This paper tests whether the language in which a question is posed changes which historical figure large language models name as the inventor in cases of contested credit. Eleven models were prompted on twenty-one such disputes in twelve languages, generating nearly seventy-six thousand responses. The results show that query language shifts the surfaced claimant in a systematic way, with lower-status national figures appearing more often when the question matches their language, while English-associated figures stay consistent. The pattern holds after adjustments for length, model type, prominence, and commemoration levels, positioning language as the factor that selects between alternate national histories for the same event.

Core claim

Analysis of eleven large language models on twenty-one disputed inventions across twelve languages and 75,896 responses shows that while models often acknowledge the dispute, the language of the query systematically shifts which claimant is highlighted. Lower-status national figures appear more when the question is posed in their language, while prominent English-associated figures stay consistent. This pattern remains after adjustments for response length, model variations, historical importance, and national commemoration levels.
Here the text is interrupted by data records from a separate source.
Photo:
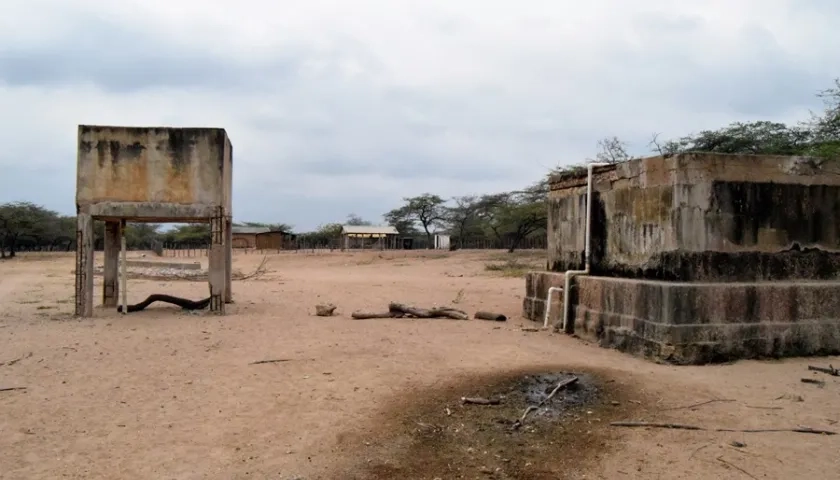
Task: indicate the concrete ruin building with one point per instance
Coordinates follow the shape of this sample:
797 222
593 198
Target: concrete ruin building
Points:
151 174
696 257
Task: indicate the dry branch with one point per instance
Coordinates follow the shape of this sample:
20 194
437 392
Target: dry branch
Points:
9 389
563 384
495 317
325 309
260 271
278 360
656 425
480 401
437 312
830 370
814 381
366 315
399 310
731 430
698 404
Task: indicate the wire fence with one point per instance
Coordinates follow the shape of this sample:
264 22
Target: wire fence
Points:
304 246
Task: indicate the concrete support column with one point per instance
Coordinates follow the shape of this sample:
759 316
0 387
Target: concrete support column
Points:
111 281
84 265
228 261
218 264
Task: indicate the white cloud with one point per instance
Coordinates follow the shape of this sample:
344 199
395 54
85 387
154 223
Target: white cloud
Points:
337 107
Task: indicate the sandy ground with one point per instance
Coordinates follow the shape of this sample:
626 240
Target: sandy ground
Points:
167 394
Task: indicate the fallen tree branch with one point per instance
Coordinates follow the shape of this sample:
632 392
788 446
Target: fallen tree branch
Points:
480 401
699 404
278 360
367 315
495 317
438 312
813 381
9 389
184 303
731 430
563 384
830 370
260 271
677 426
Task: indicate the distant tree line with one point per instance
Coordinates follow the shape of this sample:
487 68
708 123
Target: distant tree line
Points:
504 218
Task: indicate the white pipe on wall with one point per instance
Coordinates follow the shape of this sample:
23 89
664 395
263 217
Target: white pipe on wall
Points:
548 303
123 269
586 247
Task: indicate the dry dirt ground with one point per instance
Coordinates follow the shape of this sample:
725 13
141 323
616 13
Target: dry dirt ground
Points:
167 394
The finding positions language as the mechanism that switches between different national histories for the same event, resulting in varied national memories.

What carries the argument

Query language as the switch that activates different national versions of the same disputed history in model responses.

If this is right

The same disputed history elicits different national claimants depending on the language used in the query.
Lower-status national figures receive greater visibility when questions are asked in their associated language.
Dominant Anglophone figures remain stable across languages even when credit is contested.
Large language models function as distributed systems of cultural memory where language conditions which histories become visible.
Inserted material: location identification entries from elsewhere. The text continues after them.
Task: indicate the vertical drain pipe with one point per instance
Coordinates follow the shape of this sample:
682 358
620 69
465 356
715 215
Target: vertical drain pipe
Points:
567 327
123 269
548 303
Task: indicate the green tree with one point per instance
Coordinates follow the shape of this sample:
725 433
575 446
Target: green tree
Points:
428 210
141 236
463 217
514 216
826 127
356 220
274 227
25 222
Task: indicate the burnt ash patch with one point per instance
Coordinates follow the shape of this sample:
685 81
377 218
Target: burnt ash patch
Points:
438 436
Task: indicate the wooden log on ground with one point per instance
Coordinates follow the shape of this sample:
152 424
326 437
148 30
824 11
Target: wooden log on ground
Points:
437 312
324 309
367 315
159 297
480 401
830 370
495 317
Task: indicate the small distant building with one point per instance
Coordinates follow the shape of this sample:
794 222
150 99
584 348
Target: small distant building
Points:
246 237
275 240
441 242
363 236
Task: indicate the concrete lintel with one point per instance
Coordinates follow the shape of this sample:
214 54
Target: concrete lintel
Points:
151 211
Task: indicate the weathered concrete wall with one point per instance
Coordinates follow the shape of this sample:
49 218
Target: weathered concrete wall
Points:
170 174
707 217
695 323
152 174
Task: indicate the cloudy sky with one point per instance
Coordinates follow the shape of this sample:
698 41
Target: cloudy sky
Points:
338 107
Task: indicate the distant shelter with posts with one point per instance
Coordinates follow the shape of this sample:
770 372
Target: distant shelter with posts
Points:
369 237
Where Pith is reading between the lines

These are editorial extensions of the paper, not claims the author makes directly.
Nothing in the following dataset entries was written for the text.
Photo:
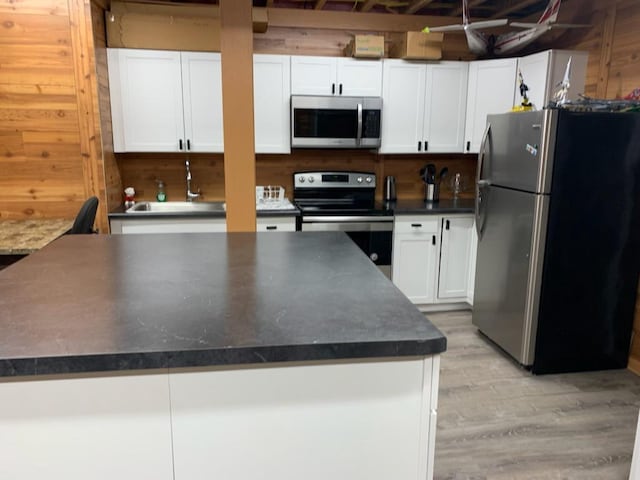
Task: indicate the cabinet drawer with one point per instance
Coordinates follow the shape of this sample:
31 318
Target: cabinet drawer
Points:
416 224
276 224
The same conditioning could appear in non-invention domains such as political events or cultural achievements.
Multilingual users might receive different historical accounts simply by switching the language of their questions.
Auditing procedures for model outputs on contested facts may need to test across languages rather than in one language alone.
Training adjustments that balance representation of disputed claims across languages could reduce the observed effect.

Load-bearing premise

The controls for response length, model differences, historical prominence, and levels of national commemoration are sufficient to isolate the causal effect of query language on claimant selection.

What would settle it

An experiment repeating the queries on the same disputes with new models or additional controls that removes the systematic language-linked difference in claimant selection would falsify the claim.

Figures

Figures reproduced from arXiv: 2606.23164 by Jos\'e O. Gomes, Pierrick Bougault, Vitor D. de Moura, Wei Zhang, William Guey.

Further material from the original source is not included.